I hate to rain on your parade, but building a lookup list of law schools and then doing a set membership type of test in the source code probably will not work. The flawed approach:
schools = []
html = page.read()
for school in list:
if school in html:
schools.append(school)
The reason why is this: you're assuming law school names are represented uniformly on lawyer websites, but that assumption isn't reliable. For example, I went to a law school called University of California, Hastings College of the Law. Sometimes it appears on lawyer websites as Hastings College of Law, and others it appears as UC Hastings. Often the data about where a lawyer went to school is collected directly from the lawyer, so it will appear verbatim as he or she supplied it. You probably can't assume the data was later normalized.
As a result, any school names that deviate from your lookup list won't be found. To further complicate matters, the shortest version of my school's name--UC Hastings--might even confound a difflib 'get close matches' lookup unless you set the match ratio very low, which inevitably causes the routine to find a number of other false positives as well.
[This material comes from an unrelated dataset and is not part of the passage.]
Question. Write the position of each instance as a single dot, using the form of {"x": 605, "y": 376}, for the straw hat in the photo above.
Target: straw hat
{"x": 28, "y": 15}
Here's my advice. Spider a list of all law school names and put it in a database table. Create a second table with known deviations from the list. Each time you spider a site, try a basic set membership test in the lookup list (or dynamically generated regex). In the probable event that such a lookup fails, make the script throw an error and print the unmatched school to a console. Add that school the table of known variants and key it to the correct school name in the main lookup table. Repeat this process until you feel confident you have most variants accounted for. From there, add a hack to check unfound school names against a list of the official lookup items and all known variants using
difflib.get_close_matches
Use this kind of method to return the closest valid match any time a school isn't found. It may be the best your clients can ask for. I use django for this kind of thing because the built-in database admin makes it easy to add in known variants.